Scratches from kydex sheaths are just a part of reality when it comes to kydex and a knife blade :( I think it depends on how polished the surface was before the blade was made which would determine whether it gets scratched very little or alot. If the surface is nice and rough, the scratches will just blend into the blade surface and it won't appear there aren't any! I find that even using masking tape and yadda yadda will still not prevent scratches. A little, but not much. When someone puts the blade back in wrong, it will cause scratches.

I heard from RJ Martin, that he lines his kydex sheaths in moleskin...whatever the heck that is and gets no scratches as a result of the liner.
 
Moleskin is probably a great idea, but I wonder how he attaches it? I tried the search function, but not having much luck w/my connection.

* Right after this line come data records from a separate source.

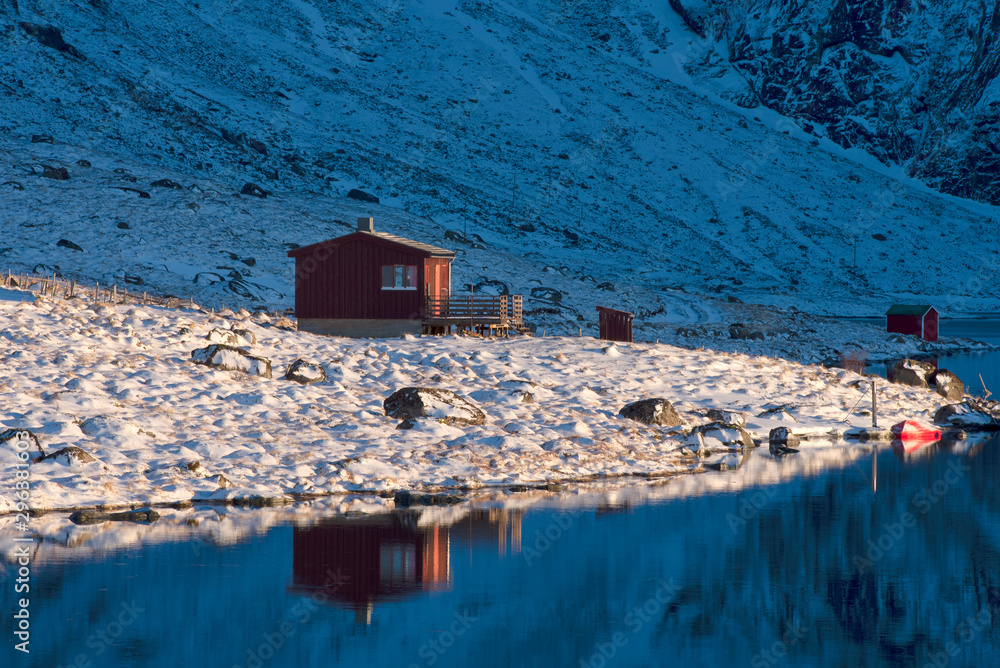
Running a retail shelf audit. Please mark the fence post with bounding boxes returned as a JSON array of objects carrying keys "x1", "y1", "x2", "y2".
[{"x1": 872, "y1": 379, "x2": 878, "y2": 427}]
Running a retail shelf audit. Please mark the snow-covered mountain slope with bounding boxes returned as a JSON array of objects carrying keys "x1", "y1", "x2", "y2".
[
  {"x1": 0, "y1": 0, "x2": 1000, "y2": 327},
  {"x1": 671, "y1": 0, "x2": 1000, "y2": 204}
]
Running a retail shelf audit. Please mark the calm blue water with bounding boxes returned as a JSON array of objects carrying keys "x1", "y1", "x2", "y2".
[{"x1": 0, "y1": 441, "x2": 1000, "y2": 668}]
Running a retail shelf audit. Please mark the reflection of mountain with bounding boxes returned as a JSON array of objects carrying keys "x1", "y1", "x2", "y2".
[{"x1": 291, "y1": 513, "x2": 451, "y2": 623}]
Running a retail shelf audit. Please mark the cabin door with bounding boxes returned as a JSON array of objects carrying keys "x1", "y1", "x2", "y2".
[{"x1": 424, "y1": 258, "x2": 451, "y2": 299}]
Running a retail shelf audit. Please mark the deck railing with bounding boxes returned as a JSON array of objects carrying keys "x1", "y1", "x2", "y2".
[{"x1": 425, "y1": 295, "x2": 524, "y2": 324}]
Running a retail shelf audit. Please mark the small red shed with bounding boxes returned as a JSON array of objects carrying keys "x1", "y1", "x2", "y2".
[
  {"x1": 288, "y1": 218, "x2": 455, "y2": 337},
  {"x1": 597, "y1": 306, "x2": 635, "y2": 343},
  {"x1": 885, "y1": 304, "x2": 938, "y2": 341}
]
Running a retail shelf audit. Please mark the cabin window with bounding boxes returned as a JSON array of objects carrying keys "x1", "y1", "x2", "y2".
[{"x1": 382, "y1": 264, "x2": 417, "y2": 290}]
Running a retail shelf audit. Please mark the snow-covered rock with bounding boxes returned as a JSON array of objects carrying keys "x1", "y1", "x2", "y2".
[
  {"x1": 285, "y1": 358, "x2": 326, "y2": 385},
  {"x1": 191, "y1": 344, "x2": 271, "y2": 378},
  {"x1": 927, "y1": 369, "x2": 965, "y2": 401},
  {"x1": 618, "y1": 398, "x2": 683, "y2": 427}
]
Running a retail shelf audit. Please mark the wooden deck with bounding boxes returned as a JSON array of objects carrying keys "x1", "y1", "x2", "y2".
[{"x1": 423, "y1": 295, "x2": 528, "y2": 336}]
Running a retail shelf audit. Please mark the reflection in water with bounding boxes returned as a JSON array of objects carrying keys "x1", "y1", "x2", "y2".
[
  {"x1": 288, "y1": 513, "x2": 451, "y2": 624},
  {"x1": 0, "y1": 438, "x2": 1000, "y2": 668}
]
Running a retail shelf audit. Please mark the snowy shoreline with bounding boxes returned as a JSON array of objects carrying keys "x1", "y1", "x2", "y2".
[{"x1": 0, "y1": 288, "x2": 972, "y2": 513}]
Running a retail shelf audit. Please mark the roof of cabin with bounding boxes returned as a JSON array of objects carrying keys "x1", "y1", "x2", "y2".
[
  {"x1": 288, "y1": 231, "x2": 455, "y2": 258},
  {"x1": 885, "y1": 304, "x2": 934, "y2": 315}
]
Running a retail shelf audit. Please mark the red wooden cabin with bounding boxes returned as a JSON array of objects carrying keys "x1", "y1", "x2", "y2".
[
  {"x1": 597, "y1": 306, "x2": 635, "y2": 343},
  {"x1": 288, "y1": 218, "x2": 527, "y2": 337},
  {"x1": 288, "y1": 218, "x2": 455, "y2": 337},
  {"x1": 885, "y1": 304, "x2": 938, "y2": 341}
]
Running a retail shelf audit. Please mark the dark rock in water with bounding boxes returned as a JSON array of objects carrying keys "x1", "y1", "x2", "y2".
[
  {"x1": 707, "y1": 408, "x2": 747, "y2": 427},
  {"x1": 347, "y1": 188, "x2": 378, "y2": 204},
  {"x1": 889, "y1": 358, "x2": 935, "y2": 389},
  {"x1": 934, "y1": 399, "x2": 1000, "y2": 431},
  {"x1": 21, "y1": 21, "x2": 87, "y2": 60},
  {"x1": 688, "y1": 422, "x2": 757, "y2": 450},
  {"x1": 285, "y1": 358, "x2": 326, "y2": 385},
  {"x1": 42, "y1": 165, "x2": 69, "y2": 181},
  {"x1": 382, "y1": 387, "x2": 486, "y2": 425},
  {"x1": 56, "y1": 239, "x2": 83, "y2": 251},
  {"x1": 531, "y1": 286, "x2": 562, "y2": 303},
  {"x1": 247, "y1": 139, "x2": 267, "y2": 155},
  {"x1": 393, "y1": 489, "x2": 465, "y2": 508},
  {"x1": 767, "y1": 427, "x2": 802, "y2": 457},
  {"x1": 618, "y1": 398, "x2": 683, "y2": 427},
  {"x1": 111, "y1": 186, "x2": 150, "y2": 199},
  {"x1": 240, "y1": 181, "x2": 271, "y2": 199},
  {"x1": 927, "y1": 369, "x2": 965, "y2": 401},
  {"x1": 149, "y1": 179, "x2": 184, "y2": 190},
  {"x1": 69, "y1": 509, "x2": 160, "y2": 525},
  {"x1": 39, "y1": 445, "x2": 97, "y2": 464}
]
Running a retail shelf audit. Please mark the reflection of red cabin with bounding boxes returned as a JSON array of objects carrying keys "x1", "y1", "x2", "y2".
[
  {"x1": 885, "y1": 304, "x2": 938, "y2": 341},
  {"x1": 450, "y1": 508, "x2": 522, "y2": 555},
  {"x1": 291, "y1": 514, "x2": 451, "y2": 623},
  {"x1": 288, "y1": 218, "x2": 455, "y2": 337}
]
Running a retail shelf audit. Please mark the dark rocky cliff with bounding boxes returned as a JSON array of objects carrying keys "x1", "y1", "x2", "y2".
[{"x1": 670, "y1": 0, "x2": 1000, "y2": 204}]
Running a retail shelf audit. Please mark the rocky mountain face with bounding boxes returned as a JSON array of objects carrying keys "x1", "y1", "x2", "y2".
[{"x1": 670, "y1": 0, "x2": 1000, "y2": 204}]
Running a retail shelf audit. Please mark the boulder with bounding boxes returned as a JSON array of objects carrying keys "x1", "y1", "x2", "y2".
[
  {"x1": 927, "y1": 369, "x2": 965, "y2": 401},
  {"x1": 347, "y1": 188, "x2": 378, "y2": 204},
  {"x1": 149, "y1": 179, "x2": 184, "y2": 190},
  {"x1": 889, "y1": 358, "x2": 935, "y2": 389},
  {"x1": 729, "y1": 323, "x2": 750, "y2": 339},
  {"x1": 42, "y1": 165, "x2": 69, "y2": 181},
  {"x1": 382, "y1": 387, "x2": 486, "y2": 425},
  {"x1": 191, "y1": 344, "x2": 271, "y2": 378},
  {"x1": 39, "y1": 445, "x2": 97, "y2": 466},
  {"x1": 20, "y1": 21, "x2": 87, "y2": 59},
  {"x1": 708, "y1": 408, "x2": 747, "y2": 427},
  {"x1": 0, "y1": 429, "x2": 45, "y2": 459},
  {"x1": 933, "y1": 399, "x2": 1000, "y2": 431},
  {"x1": 285, "y1": 358, "x2": 326, "y2": 385},
  {"x1": 233, "y1": 328, "x2": 257, "y2": 346},
  {"x1": 69, "y1": 509, "x2": 160, "y2": 525},
  {"x1": 687, "y1": 422, "x2": 755, "y2": 451},
  {"x1": 767, "y1": 427, "x2": 802, "y2": 457},
  {"x1": 240, "y1": 181, "x2": 271, "y2": 199},
  {"x1": 56, "y1": 239, "x2": 83, "y2": 251},
  {"x1": 618, "y1": 399, "x2": 682, "y2": 427}
]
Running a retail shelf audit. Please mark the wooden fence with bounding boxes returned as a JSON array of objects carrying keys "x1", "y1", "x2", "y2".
[
  {"x1": 0, "y1": 269, "x2": 294, "y2": 317},
  {"x1": 425, "y1": 295, "x2": 524, "y2": 325}
]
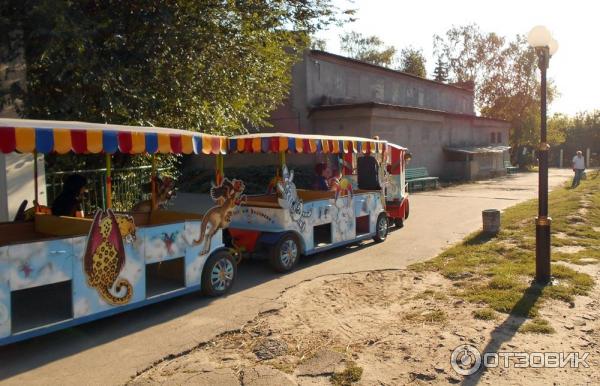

BTW, moleskin is the stuff they sell by the shoe-shine products. You stick it on your feet to prevent blisters. Maybe I'll just get some and experiment sometime.

thanks for the reply
 
Hi Tito, I take a paper towel with a *light* dab of acetone and rub the kydex once before assembly. Acetone will melt the kydex and it will take the bumps off the outside quickly, so do not use much. If there are bits of kydex on the inside from cutting, this will take them right off and it smoothes out the surface. Try not to do many adjustments/cutting on the kydex after you build the sheath, because it will get inside and scratch the blade.

This doesn't stop it, but I think it helps. I don't see anything to gain with the already scratched type finish, because then you can't blame the kydex for making your knife look bad!
 
cover your blade in duct tape before you form the kydex. You'll have that "extra" thickness and allowance in your sheath.

If "no scratches" is a must, then hand-rub the blade lengthwise so that if you do get any scatches, they won't show.



:thumbup:
 
moleskin is normal used in athletics football and such for blisters its stick on just peel and stick you can find in any drug store
 
You can use moleskin, or you can use a lightweight felt. I spray my black felt with a silicone product to prohibit moisture. It works really well and best of all no scratches at all.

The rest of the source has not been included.